ORBITINDONESIA.COM – Presiden Donald Trump mungkin telah membuat kesalahan besar terkait minyak Venezuela. Meski bersemangat, industri minyak AS enggan terjun ke sana.
Trump berharap perusahaan minyak AS dapat memanfaatkan sumber daya minyak Venezuela yang melimpah. Namun, ketidakpastian politik dan sejarah nasionalisasi aset membuat para eksekutif minyak berhati-hati.
Venezuela memiliki cadangan minyak terbesar di dunia. Tetapi, infrastruktur rusak parah dan harga minyak rendah menahan investasi besar yang dibutuhkan. Bahkan, memulihkan produksi minyak Venezuela bisa menelan biaya hingga $183 miliar.

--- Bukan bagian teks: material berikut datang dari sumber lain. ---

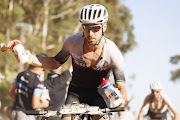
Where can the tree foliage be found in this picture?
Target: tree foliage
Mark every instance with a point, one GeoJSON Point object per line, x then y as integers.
{"type": "Point", "coordinates": [49, 22]}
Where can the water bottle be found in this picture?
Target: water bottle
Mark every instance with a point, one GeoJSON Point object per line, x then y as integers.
{"type": "Point", "coordinates": [45, 94]}
{"type": "Point", "coordinates": [19, 50]}
{"type": "Point", "coordinates": [112, 93]}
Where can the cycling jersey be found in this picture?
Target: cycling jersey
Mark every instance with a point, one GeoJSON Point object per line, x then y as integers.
{"type": "Point", "coordinates": [91, 77]}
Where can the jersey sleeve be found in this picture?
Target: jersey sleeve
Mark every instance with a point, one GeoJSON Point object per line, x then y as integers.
{"type": "Point", "coordinates": [64, 54]}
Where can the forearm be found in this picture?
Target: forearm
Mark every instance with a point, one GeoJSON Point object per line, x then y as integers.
{"type": "Point", "coordinates": [12, 95]}
{"type": "Point", "coordinates": [140, 116]}
{"type": "Point", "coordinates": [37, 103]}
{"type": "Point", "coordinates": [48, 63]}
{"type": "Point", "coordinates": [11, 91]}
{"type": "Point", "coordinates": [122, 87]}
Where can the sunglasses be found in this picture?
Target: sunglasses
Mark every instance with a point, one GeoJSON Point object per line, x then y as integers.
{"type": "Point", "coordinates": [155, 91]}
{"type": "Point", "coordinates": [93, 28]}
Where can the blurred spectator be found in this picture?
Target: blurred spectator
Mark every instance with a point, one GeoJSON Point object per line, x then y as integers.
{"type": "Point", "coordinates": [26, 85]}
{"type": "Point", "coordinates": [56, 83]}
{"type": "Point", "coordinates": [159, 104]}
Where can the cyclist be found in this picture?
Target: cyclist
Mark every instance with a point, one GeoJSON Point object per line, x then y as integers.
{"type": "Point", "coordinates": [159, 104]}
{"type": "Point", "coordinates": [93, 57]}
{"type": "Point", "coordinates": [24, 92]}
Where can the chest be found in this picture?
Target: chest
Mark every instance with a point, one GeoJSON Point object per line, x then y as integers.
{"type": "Point", "coordinates": [92, 58]}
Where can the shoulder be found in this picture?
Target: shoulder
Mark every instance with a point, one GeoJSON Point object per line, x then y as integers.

Kritik menyebut bahwa Trump menempatkan 'retorika sebelum kenyataan'. Ketidakstabilan politik dan ekonomi membuat investor ragu. Chevron mungkin diuntungkan, tetapi Exxon dan Conoco masih menghadapi trauma nasionalisasi sebelumnya.
Venezuela bukan satu-satunya peluang minyak di Amerika Latin. Dengan risiko tinggi dan sejarah ekspropriasi, apakah investasi di minyak Venezuela benar-benar sepadan? Pengambilan keputusan ini memerlukan pertimbangan matang.